The probes are useful for nucleic acid detection, such as hybridization, fluorescent PCR, and the like.
Such fluorescent dyes include, but are not limited to, FAM, HEX, VIC, TAMRA, CY5, and the like.
The adjacent nucleotide may be an adjacent nucleotide to the 5 'end of the target G, and may also be an adjacent nucleotide to the 3' end of the target G.
Target G may be located at the 3 'end of the probe, at the 5' end of the probe, or within the probe.
The nucleic acid molecule may be a DNA molecule or an RNA molecule.

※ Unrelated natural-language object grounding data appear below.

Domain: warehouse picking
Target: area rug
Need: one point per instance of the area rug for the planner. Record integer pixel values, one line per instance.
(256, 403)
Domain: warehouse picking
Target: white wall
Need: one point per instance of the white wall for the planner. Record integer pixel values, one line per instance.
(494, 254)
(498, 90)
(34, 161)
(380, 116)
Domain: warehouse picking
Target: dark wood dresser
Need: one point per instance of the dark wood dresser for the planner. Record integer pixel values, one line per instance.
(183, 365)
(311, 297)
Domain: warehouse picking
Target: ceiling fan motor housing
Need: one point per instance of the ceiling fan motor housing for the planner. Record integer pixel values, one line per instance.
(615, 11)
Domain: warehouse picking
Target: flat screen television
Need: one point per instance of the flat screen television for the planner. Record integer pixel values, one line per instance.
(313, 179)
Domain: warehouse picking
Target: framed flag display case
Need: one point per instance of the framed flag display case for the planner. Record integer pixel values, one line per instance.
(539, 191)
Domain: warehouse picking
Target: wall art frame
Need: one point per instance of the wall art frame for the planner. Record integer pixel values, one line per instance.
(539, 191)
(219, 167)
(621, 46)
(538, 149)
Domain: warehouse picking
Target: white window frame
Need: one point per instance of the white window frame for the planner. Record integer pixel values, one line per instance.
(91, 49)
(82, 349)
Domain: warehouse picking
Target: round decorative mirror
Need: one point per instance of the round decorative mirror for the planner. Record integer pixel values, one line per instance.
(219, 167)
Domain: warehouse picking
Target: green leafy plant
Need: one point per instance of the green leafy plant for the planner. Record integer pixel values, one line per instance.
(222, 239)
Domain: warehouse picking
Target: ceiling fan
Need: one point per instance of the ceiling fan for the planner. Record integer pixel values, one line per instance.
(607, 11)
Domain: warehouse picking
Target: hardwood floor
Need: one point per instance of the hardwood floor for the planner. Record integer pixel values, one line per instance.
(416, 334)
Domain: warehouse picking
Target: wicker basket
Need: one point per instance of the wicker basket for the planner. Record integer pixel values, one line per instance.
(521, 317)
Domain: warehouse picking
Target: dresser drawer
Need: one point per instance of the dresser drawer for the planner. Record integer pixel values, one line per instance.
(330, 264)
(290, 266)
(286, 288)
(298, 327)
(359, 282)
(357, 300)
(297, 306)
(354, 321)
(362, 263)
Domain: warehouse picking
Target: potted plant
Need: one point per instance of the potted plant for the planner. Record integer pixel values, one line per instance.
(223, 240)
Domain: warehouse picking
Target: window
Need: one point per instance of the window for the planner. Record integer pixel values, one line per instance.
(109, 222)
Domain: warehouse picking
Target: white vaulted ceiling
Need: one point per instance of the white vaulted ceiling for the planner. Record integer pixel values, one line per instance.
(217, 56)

The invention also provides a primer probe group for detecting nucleotide mutation in a nucleic acid molecule, which comprises the probe and the specific primer pair; the target sequence of the specific primer pair comprises a sequence corresponding to the probe.
By adopting the primer probe set, the amplification of the template nucleic acid and the identification of the single base can be realized by utilizing a PCR system.
When the probe in the primer probe set is a probe A, the nucleotide mutation is related to the mutation of the nucleotide G, namely the nucleotide G is obtained before the mutation or the nucleotide G is obtained after the mutation.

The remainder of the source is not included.